Building a Jar Terrarium

My Thriving Moss Jar

The Healthy Moss in My Jar

It is my firm conviction that if you want a garden, you should make the effort to cultivate one. However, when I inquire as to why individuals do not possess one, I am met with a plethora of different explanations from them. The most common of these tend to be a lack of space, very little available sunlight, or that they just can't seem to keep anything green alive in spite of their best efforts.

In spite of the fact that these are all good reasons for most configurations, they fall apart when compared to the moss garden in a jar. Moss terrariums are accessible to anyone because they demand very little in the way of space, sunlight, or even a tender touch from the gardener. The best part is that they are almost completely self-sufficient and can be built from materials that are easily accessible in and around the home. Keep reading if you want to learn how to make a terrarium in a jar, which will allow you to finally have the garden you've always dreamed of having.

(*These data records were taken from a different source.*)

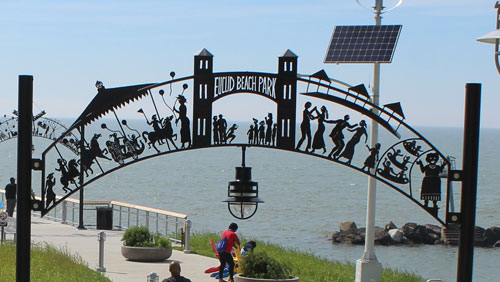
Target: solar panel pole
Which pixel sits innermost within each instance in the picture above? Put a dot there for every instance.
(368, 268)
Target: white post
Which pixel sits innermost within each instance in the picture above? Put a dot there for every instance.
(153, 277)
(187, 236)
(101, 237)
(64, 216)
(368, 268)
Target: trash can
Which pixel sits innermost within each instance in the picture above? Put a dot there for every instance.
(104, 218)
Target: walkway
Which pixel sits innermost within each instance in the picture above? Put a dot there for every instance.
(84, 243)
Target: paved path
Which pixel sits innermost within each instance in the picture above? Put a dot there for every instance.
(84, 243)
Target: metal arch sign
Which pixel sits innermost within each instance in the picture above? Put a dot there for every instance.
(249, 82)
(43, 127)
(190, 123)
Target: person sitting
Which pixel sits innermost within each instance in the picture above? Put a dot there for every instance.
(248, 247)
(175, 271)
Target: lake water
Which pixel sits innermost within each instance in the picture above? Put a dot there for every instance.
(305, 199)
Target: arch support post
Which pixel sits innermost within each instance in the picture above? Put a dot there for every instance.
(368, 268)
(469, 182)
(24, 162)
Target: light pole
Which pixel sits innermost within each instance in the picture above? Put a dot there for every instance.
(368, 268)
(494, 37)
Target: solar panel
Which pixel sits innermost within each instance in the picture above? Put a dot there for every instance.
(363, 44)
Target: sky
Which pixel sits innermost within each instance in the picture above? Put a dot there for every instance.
(68, 45)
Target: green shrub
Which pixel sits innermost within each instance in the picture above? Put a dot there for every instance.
(141, 237)
(260, 265)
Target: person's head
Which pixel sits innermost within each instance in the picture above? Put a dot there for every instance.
(175, 268)
(233, 226)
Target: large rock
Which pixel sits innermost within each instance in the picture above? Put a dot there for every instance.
(390, 226)
(417, 233)
(396, 235)
(348, 226)
(491, 236)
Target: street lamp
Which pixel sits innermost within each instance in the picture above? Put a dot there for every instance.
(494, 37)
(243, 193)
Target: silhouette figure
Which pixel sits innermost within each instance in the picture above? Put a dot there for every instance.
(305, 127)
(269, 126)
(393, 157)
(49, 183)
(372, 159)
(91, 153)
(156, 125)
(359, 131)
(230, 133)
(262, 133)
(255, 131)
(431, 184)
(318, 141)
(185, 130)
(222, 126)
(250, 134)
(388, 173)
(215, 130)
(65, 176)
(168, 132)
(412, 148)
(337, 135)
(275, 131)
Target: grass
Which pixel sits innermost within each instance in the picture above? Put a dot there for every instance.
(48, 264)
(307, 266)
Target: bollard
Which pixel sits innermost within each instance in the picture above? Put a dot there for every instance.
(187, 238)
(153, 277)
(101, 237)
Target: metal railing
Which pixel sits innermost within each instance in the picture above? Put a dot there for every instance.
(174, 226)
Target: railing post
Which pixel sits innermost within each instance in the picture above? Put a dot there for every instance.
(120, 218)
(73, 213)
(128, 218)
(156, 222)
(64, 215)
(187, 236)
(166, 226)
(137, 218)
(101, 237)
(176, 227)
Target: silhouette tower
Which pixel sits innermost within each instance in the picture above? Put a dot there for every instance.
(286, 98)
(203, 95)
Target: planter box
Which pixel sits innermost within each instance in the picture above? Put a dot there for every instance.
(146, 253)
(239, 278)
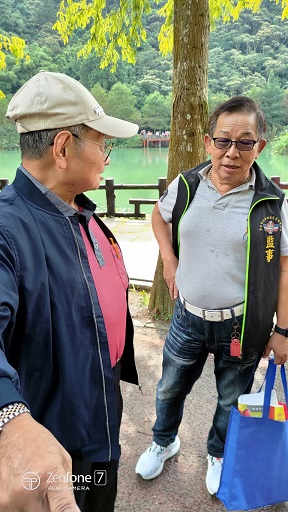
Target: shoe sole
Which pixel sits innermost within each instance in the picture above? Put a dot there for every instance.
(160, 469)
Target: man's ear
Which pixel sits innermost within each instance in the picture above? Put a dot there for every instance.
(261, 145)
(62, 145)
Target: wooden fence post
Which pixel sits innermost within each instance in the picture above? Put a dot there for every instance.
(162, 183)
(3, 182)
(110, 197)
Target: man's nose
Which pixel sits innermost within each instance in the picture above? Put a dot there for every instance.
(233, 150)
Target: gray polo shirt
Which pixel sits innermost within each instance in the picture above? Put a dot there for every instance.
(213, 241)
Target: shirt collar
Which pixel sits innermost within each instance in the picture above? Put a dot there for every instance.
(251, 184)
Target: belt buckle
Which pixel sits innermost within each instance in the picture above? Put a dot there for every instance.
(215, 315)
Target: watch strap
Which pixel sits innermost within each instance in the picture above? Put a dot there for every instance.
(11, 411)
(279, 330)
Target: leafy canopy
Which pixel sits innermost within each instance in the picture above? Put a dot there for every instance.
(13, 45)
(117, 31)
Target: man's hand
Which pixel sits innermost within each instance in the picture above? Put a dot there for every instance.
(28, 447)
(279, 345)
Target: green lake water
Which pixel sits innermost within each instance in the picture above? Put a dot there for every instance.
(139, 166)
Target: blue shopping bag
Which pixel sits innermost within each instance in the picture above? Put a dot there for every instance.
(255, 465)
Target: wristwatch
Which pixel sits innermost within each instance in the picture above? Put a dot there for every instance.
(284, 332)
(11, 411)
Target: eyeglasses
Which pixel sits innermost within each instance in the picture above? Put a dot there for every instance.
(106, 149)
(241, 145)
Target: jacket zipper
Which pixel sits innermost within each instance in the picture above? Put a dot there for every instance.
(247, 265)
(97, 335)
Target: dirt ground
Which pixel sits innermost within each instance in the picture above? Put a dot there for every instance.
(181, 486)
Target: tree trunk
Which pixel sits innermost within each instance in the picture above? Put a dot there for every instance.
(189, 109)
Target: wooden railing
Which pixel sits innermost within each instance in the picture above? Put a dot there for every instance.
(110, 188)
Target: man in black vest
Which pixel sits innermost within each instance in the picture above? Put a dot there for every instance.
(226, 266)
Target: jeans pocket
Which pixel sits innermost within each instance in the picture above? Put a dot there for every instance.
(179, 310)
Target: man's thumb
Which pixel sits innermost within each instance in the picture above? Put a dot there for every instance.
(62, 501)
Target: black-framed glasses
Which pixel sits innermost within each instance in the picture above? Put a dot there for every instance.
(241, 145)
(105, 148)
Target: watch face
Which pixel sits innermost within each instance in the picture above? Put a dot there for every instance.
(279, 330)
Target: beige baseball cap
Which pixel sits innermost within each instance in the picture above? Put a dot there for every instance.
(54, 100)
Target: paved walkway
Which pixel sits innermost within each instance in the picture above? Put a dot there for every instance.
(139, 247)
(181, 486)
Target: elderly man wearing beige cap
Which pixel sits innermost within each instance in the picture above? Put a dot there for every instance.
(66, 332)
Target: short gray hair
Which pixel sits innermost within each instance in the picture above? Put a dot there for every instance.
(34, 145)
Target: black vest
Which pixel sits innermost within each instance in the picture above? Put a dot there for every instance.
(263, 253)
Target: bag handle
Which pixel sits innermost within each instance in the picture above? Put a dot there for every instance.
(270, 380)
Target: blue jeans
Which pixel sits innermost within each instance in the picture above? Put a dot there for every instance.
(188, 343)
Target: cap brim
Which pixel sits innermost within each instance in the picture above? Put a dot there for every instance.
(113, 127)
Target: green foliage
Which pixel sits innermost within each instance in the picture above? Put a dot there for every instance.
(114, 32)
(279, 146)
(121, 103)
(156, 112)
(246, 56)
(9, 138)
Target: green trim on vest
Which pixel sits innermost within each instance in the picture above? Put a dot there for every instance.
(262, 276)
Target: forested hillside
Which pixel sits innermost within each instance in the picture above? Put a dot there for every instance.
(249, 56)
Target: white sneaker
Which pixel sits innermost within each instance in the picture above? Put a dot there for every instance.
(152, 461)
(213, 473)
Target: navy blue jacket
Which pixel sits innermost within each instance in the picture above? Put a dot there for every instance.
(54, 349)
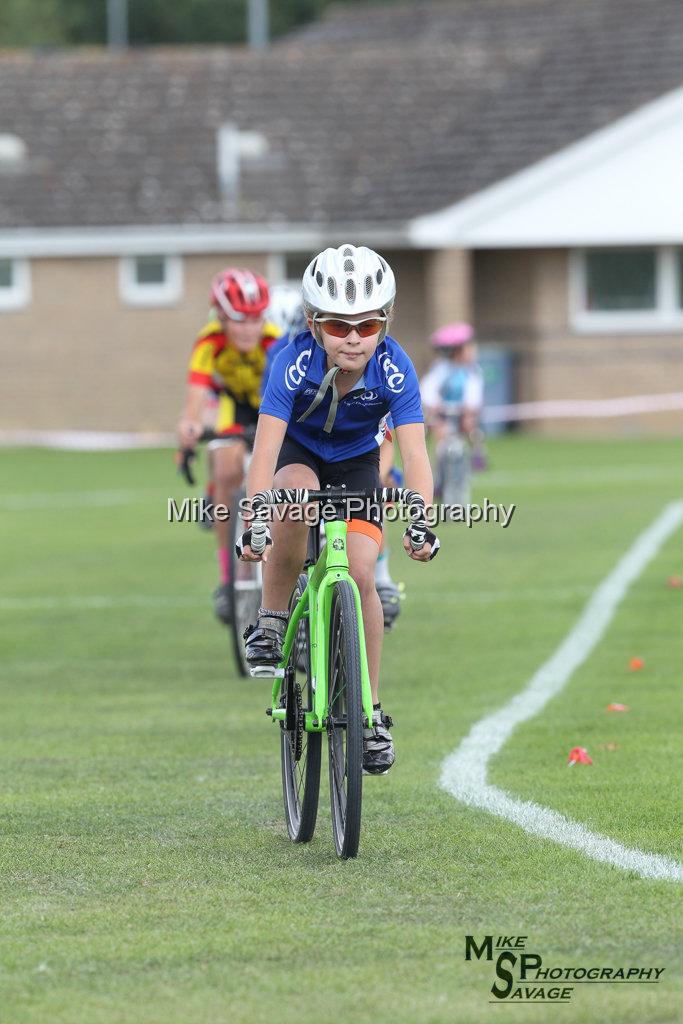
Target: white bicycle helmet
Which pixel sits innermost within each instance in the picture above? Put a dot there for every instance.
(347, 281)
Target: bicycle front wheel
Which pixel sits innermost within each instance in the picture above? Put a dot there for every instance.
(345, 721)
(245, 591)
(300, 751)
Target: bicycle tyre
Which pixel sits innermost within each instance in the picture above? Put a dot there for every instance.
(345, 721)
(245, 591)
(301, 774)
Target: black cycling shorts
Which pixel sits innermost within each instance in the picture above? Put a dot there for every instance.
(359, 473)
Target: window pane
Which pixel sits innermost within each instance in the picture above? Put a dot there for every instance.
(621, 279)
(295, 264)
(150, 269)
(6, 275)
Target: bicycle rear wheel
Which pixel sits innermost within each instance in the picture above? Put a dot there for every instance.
(300, 751)
(345, 721)
(245, 591)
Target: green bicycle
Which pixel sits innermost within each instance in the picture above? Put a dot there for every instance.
(322, 683)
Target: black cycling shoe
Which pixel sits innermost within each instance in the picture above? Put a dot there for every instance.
(222, 603)
(378, 753)
(263, 648)
(390, 596)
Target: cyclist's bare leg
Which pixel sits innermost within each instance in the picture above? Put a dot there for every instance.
(289, 542)
(363, 553)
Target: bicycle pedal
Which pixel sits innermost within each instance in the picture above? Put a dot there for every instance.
(265, 672)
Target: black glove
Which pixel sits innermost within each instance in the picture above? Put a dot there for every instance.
(419, 535)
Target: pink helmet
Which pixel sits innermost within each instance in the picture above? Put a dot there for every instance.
(452, 335)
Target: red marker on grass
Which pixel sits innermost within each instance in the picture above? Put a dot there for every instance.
(579, 756)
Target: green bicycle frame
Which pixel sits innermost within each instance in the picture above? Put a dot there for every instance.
(315, 604)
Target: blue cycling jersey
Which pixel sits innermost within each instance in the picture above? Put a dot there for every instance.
(388, 385)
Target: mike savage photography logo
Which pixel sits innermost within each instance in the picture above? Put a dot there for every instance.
(520, 976)
(487, 512)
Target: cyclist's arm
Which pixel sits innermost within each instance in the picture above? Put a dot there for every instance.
(417, 471)
(269, 436)
(189, 426)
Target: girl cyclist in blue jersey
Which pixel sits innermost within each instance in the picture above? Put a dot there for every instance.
(322, 421)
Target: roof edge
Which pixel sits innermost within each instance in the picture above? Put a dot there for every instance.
(457, 225)
(22, 243)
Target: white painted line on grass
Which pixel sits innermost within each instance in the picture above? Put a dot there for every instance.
(464, 772)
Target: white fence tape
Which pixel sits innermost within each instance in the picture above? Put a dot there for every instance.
(95, 440)
(585, 408)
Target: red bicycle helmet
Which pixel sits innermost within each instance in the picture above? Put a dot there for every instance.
(241, 294)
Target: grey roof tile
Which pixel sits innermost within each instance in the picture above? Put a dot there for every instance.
(379, 115)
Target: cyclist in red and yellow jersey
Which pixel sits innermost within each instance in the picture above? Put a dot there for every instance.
(227, 360)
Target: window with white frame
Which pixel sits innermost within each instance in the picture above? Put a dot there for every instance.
(627, 289)
(14, 284)
(151, 281)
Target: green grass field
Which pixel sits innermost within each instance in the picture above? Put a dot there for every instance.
(145, 872)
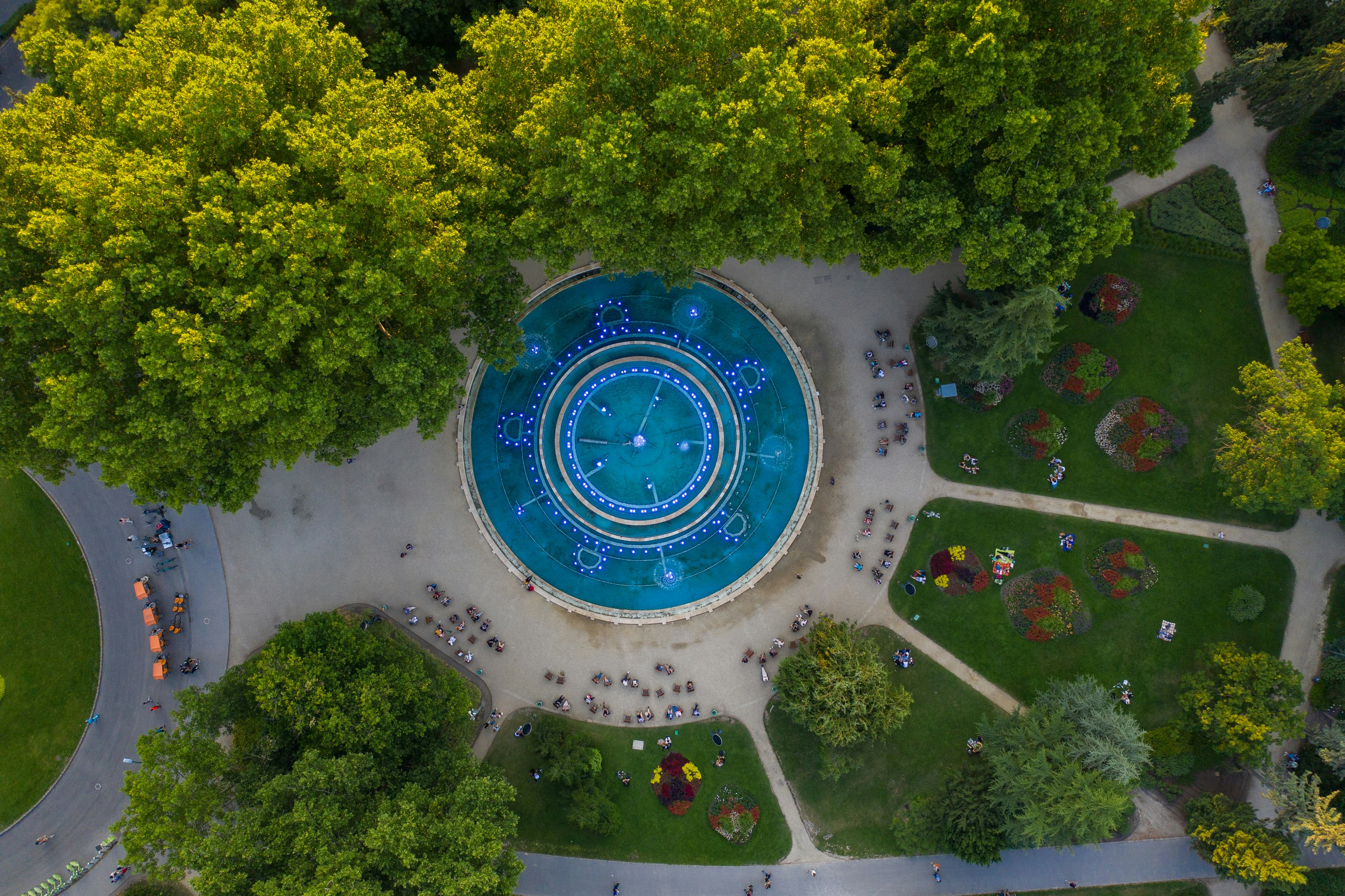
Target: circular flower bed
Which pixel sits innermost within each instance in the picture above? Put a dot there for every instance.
(1119, 570)
(733, 814)
(1078, 373)
(1044, 605)
(676, 782)
(957, 571)
(985, 394)
(1036, 435)
(1137, 433)
(1110, 299)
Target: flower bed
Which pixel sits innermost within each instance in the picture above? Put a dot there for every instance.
(1121, 570)
(1110, 299)
(1137, 433)
(957, 571)
(676, 781)
(1044, 605)
(1078, 373)
(1036, 435)
(985, 394)
(733, 814)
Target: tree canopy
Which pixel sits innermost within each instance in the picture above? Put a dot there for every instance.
(989, 335)
(1243, 703)
(335, 759)
(1063, 767)
(226, 244)
(837, 687)
(1290, 451)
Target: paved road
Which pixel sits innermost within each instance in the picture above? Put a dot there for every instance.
(1021, 870)
(88, 797)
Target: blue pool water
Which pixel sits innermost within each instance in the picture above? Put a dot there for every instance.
(653, 450)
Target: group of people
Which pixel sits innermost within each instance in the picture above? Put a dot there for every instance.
(1058, 472)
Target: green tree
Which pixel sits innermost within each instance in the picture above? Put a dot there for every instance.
(1013, 113)
(228, 245)
(1241, 848)
(989, 335)
(1063, 767)
(1290, 451)
(965, 818)
(838, 688)
(334, 759)
(1313, 268)
(1243, 703)
(674, 135)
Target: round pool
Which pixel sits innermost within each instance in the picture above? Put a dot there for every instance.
(653, 453)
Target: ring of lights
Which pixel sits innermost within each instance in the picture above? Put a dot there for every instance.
(653, 454)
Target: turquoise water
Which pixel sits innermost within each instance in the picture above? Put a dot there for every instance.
(651, 447)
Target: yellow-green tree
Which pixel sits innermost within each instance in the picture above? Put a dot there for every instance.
(1243, 703)
(1290, 451)
(226, 245)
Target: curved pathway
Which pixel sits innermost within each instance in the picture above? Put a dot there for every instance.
(88, 796)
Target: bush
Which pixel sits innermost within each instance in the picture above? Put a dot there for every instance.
(1078, 373)
(733, 813)
(1137, 433)
(1036, 435)
(1216, 194)
(1043, 605)
(984, 394)
(1110, 300)
(1246, 603)
(1176, 210)
(1121, 570)
(957, 571)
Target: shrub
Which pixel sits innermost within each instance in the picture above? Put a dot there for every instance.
(958, 571)
(1043, 605)
(1137, 433)
(1078, 373)
(1110, 300)
(1176, 210)
(1246, 603)
(1119, 570)
(1036, 435)
(1216, 194)
(733, 814)
(676, 781)
(984, 394)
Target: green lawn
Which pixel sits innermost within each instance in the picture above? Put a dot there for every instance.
(1193, 583)
(1161, 888)
(852, 817)
(49, 645)
(649, 833)
(1196, 325)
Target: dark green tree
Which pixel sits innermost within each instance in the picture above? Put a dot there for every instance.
(267, 259)
(335, 759)
(1063, 767)
(968, 821)
(837, 687)
(989, 335)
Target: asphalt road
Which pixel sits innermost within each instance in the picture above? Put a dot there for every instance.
(88, 796)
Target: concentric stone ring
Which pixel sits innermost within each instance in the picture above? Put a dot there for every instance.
(653, 454)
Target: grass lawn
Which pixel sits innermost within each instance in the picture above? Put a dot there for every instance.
(852, 817)
(650, 833)
(50, 664)
(1192, 589)
(1196, 325)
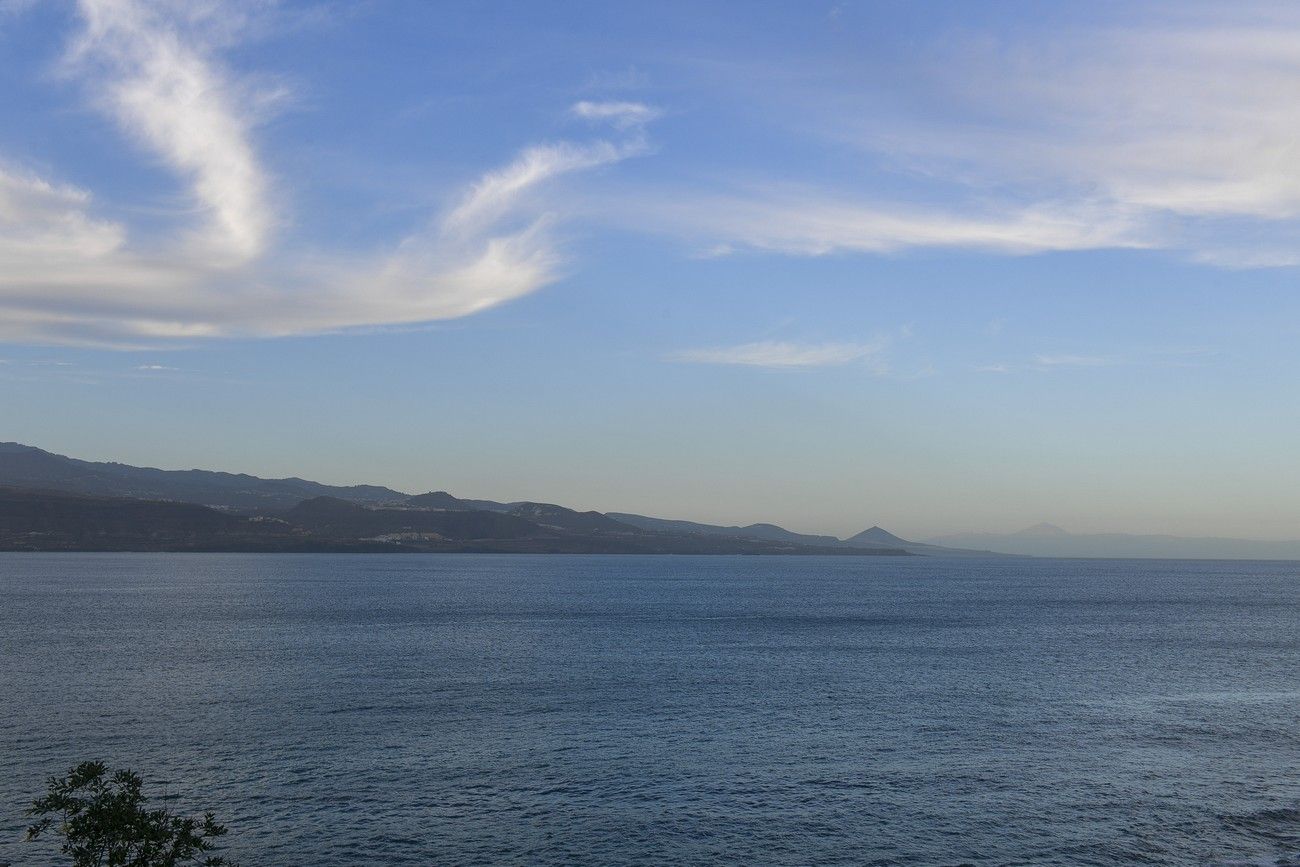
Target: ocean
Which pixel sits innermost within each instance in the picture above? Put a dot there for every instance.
(658, 710)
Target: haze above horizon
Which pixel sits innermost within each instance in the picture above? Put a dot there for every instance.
(939, 267)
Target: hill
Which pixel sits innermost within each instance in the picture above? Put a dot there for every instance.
(38, 469)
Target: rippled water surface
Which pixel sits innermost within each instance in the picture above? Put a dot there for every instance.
(610, 710)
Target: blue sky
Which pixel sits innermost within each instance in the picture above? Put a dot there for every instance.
(935, 265)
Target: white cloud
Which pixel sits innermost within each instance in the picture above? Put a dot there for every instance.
(498, 191)
(182, 107)
(620, 115)
(69, 276)
(779, 354)
(813, 224)
(1175, 134)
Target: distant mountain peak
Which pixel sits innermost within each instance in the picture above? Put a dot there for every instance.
(1041, 530)
(876, 536)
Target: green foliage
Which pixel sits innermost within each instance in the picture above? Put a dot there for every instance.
(103, 823)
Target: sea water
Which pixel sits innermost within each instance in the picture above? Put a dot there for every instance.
(618, 710)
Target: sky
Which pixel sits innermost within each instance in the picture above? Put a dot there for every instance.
(940, 267)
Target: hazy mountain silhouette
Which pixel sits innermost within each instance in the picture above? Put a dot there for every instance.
(1048, 540)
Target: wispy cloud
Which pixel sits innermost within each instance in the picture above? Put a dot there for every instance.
(815, 224)
(72, 276)
(619, 113)
(1174, 134)
(182, 107)
(780, 354)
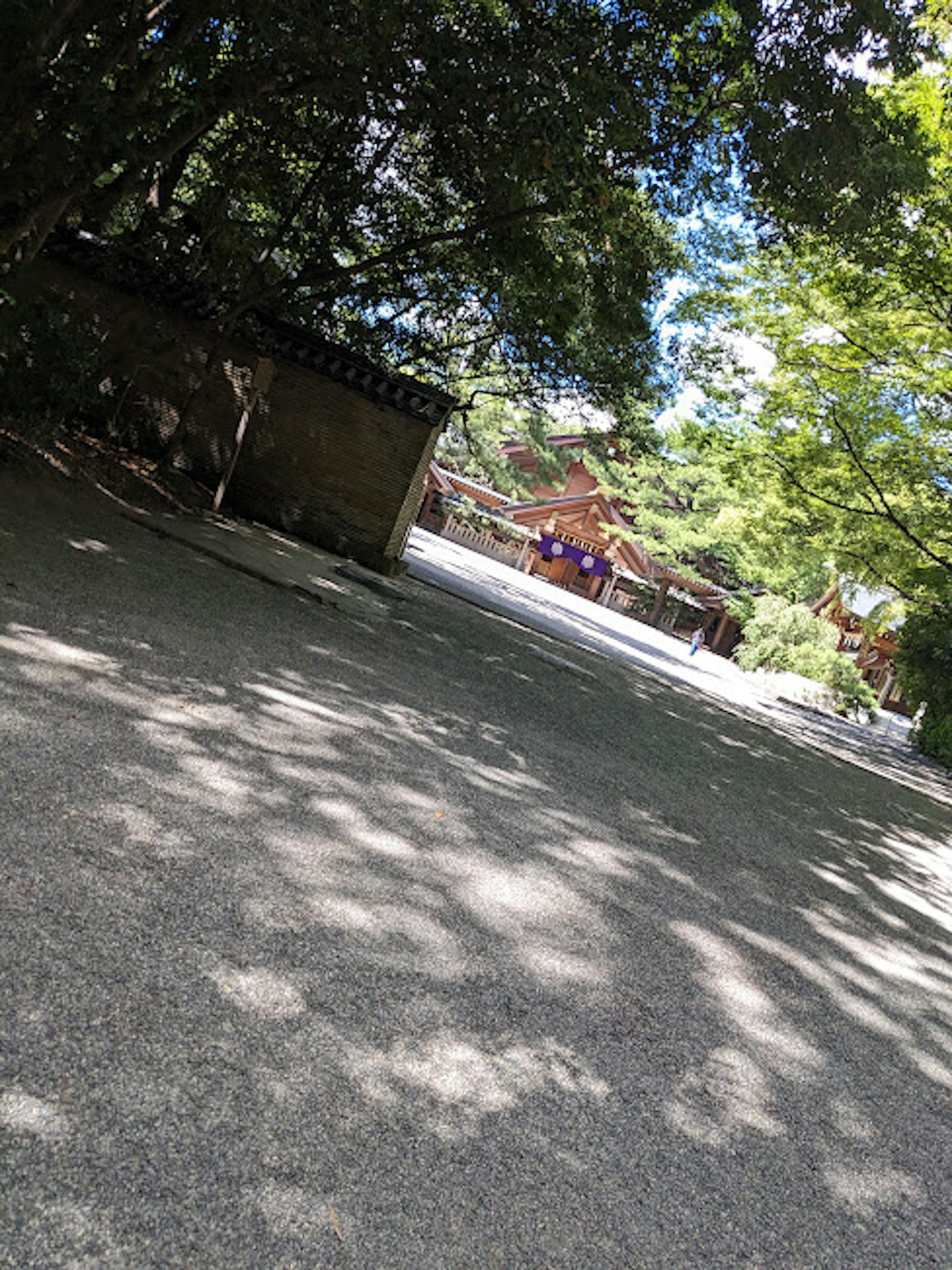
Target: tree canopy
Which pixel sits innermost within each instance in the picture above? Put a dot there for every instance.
(842, 451)
(470, 188)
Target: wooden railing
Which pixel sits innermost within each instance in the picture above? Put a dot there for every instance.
(482, 541)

Why You Should Have a Tiny Terrarium

Moss terrariums are the ideal option for those who have limited space in their living quarters and want to bring some greenery inside. A calming touch provided by a miniature terrarium is an excellent addition to any living space, whether it be an apartment, a dorm room, or an extra bedroom. However, this is not the end of the story. Because these miniature gardens only need a small amount of sunlight to thrive, they can be set up virtually anywhere. This makes them perfect for use as captivating ornaments for dining room tables or as instructive playthings in the bedroom of a young child. Everyone is sure to have a good time with a moss terrarium that they made themselves, whether it's just you or the whole family.

Supplies Needed

When it comes to putting together your desktop terrarium, there are a few essential supplies that you will need to have on hand. Fortunately, all of the necessary supplies can be acquired for a low cost or even for no cost at all. The following items are required in order for you to get started:

  • Jar made of glass with lid: You can use any kind of glass jar you have that also has a lid. It is not the size that is important, but rather the opening on the top. A large opening may be desirable if you plan to move the garden around frequently or clean the inside of the glass, both of which require you to do so. Jars with narrow openings will be much more challenging to arrange, but using them is not out of the question. Plastic containers can also be used, but they do not offer the same degree of visibility as glass ones do.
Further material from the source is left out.